A new DeFi platform called CoinFello is trying to make dollar-cost averaging as easy as texting a friend. The tool, which went live this week, lets users type something like 'buy $100 of ETH every week using my stablecoin balance' into a chat interface — and CoinFello handles the on-chain execution from there. The pitch is simple: DCA works in crypto, but the infrastructure for running it without giving up custody or wrestling with gas fees has been missing.
Why DCA keeps winning
Dollar-cost averaging — buying a fixed dollar amount of an asset at regular intervals — is one of the most studied long-term strategies in finance. In crypto, where price swings can hit 30% in a month, the logic is even stronger. Research on Bitcoin DCA since 2015 shows that investors who bought fixed amounts weekly over any four-year window came out ahead in nearly every scenario, even when they started buying at a local price peak.
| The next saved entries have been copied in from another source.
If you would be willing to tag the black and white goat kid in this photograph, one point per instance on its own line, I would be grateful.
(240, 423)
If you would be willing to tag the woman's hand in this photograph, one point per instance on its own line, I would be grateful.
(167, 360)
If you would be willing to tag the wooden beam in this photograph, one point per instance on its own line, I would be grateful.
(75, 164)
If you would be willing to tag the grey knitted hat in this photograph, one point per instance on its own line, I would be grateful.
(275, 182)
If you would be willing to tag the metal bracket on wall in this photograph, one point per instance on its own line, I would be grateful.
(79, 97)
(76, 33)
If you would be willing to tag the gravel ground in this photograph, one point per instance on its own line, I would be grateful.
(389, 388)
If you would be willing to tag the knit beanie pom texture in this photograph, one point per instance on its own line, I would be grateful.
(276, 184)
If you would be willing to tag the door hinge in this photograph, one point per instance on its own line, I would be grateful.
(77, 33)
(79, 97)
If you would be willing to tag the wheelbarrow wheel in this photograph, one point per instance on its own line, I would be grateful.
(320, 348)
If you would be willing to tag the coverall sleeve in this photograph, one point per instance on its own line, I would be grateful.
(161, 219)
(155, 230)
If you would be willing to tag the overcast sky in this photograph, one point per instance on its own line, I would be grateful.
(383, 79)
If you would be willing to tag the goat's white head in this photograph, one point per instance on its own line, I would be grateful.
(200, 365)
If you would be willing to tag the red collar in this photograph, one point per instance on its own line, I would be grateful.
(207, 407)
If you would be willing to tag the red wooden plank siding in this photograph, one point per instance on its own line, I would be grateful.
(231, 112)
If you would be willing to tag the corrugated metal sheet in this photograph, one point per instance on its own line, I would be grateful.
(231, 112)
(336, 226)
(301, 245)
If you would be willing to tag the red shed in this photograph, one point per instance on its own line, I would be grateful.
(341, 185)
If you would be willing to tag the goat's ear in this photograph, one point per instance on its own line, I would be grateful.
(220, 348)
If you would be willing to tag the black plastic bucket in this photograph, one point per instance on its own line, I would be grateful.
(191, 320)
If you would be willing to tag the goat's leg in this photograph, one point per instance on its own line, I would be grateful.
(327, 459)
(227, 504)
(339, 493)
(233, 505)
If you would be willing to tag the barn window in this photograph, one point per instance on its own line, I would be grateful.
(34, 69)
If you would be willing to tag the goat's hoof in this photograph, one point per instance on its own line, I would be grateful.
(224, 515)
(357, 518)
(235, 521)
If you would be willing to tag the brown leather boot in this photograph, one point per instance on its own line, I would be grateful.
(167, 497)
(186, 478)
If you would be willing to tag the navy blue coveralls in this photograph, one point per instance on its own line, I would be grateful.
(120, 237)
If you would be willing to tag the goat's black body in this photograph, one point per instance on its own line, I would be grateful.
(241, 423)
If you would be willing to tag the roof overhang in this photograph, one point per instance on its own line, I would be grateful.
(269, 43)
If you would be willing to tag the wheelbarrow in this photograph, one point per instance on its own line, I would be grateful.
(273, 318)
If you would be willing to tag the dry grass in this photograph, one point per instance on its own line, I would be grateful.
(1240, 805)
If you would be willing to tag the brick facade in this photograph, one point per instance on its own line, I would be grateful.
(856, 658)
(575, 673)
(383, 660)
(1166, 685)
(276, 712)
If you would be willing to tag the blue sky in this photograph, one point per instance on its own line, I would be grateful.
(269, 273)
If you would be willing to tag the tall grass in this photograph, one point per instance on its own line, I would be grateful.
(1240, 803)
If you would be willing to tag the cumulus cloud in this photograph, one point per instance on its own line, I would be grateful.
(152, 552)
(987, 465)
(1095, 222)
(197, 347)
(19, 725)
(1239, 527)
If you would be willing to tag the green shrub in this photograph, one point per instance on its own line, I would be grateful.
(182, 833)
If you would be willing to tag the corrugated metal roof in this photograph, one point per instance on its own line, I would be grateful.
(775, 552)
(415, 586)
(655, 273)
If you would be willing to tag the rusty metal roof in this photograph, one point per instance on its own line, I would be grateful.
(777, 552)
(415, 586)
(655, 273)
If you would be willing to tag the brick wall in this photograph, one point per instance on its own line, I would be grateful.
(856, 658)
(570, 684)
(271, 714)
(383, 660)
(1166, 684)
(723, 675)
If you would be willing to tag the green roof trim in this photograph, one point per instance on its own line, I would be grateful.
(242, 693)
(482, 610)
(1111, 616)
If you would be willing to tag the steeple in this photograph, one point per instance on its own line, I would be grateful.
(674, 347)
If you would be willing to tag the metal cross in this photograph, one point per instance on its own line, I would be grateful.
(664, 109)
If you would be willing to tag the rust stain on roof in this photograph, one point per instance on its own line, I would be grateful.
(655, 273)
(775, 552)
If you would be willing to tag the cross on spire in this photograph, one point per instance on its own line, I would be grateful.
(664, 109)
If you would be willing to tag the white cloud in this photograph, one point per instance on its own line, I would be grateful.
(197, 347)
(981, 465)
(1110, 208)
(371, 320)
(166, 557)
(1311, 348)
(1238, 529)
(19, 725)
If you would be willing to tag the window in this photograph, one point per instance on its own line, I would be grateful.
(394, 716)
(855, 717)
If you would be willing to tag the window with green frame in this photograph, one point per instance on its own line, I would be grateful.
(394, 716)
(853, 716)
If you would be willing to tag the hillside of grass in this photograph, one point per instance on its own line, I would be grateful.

A 2025 Fidelity survey found that among retail long-term crypto holders, the most common strategy cited was some form of regular, fixed-amount purchasing rather than active trading. The strategy has held up across decades of market cycles, because the underlying logic is sound: you remove emotion and stop trying to time the bottom.
The DeFi friction problem
But executing DCA in DeFi isn't simple. Users have to navigate protocol front-ends, connect wallets, handle cross-chain bridging, and manage gas fees — all on interfaces that change frequently and occasionally go offline. In October 2025, conditions drove over $1.7 billion in liquidations across Ethereum and EVM-compatible networks, a reminder of how fast things can go wrong when you're juggling multiple steps yourself. Traditional brokerages have offered automatic DCA for years; DeFi hasn't had a clean equivalent.
How CoinFello works
CoinFello's answer is a chat interface where users set instructions in plain language. The platform then identifies the correct on-chain execution path — no need to hunt for the right contract or bridge. It connects to all EVM-compatible wallets and allows account creation via email or phone number. The key design choice: users don't delegate open-ended wallet access. They retain full custody and approve each execution. That avoids the trust trade-off that has scared off many would-be DeFi DCA adopters.
Who's behind it
CoinFello founder Jacob Cantele previously served as Lead of Operations at MetaMask with Consensys. That background — deep experience in the wallet layer — shows in the product's emphasis on custody and user experience. Cantele's team is betting that the chat interface lowers the barrier enough to pull in not just crypto natives, but also the kind of regular buyers who want the DCA strategy without the DeFi headache.
What comes next
CoinFello is live now for EVM-compatible chains. The platform hasn't announced a token or a fee structure beyond what's visible on its site. The question that remains is whether it can build enough of a user base to become a default DCA tool in DeFi — or whether the bigger players, like centralized exchanges and wallet providers, will add similar chat-based automation themselves.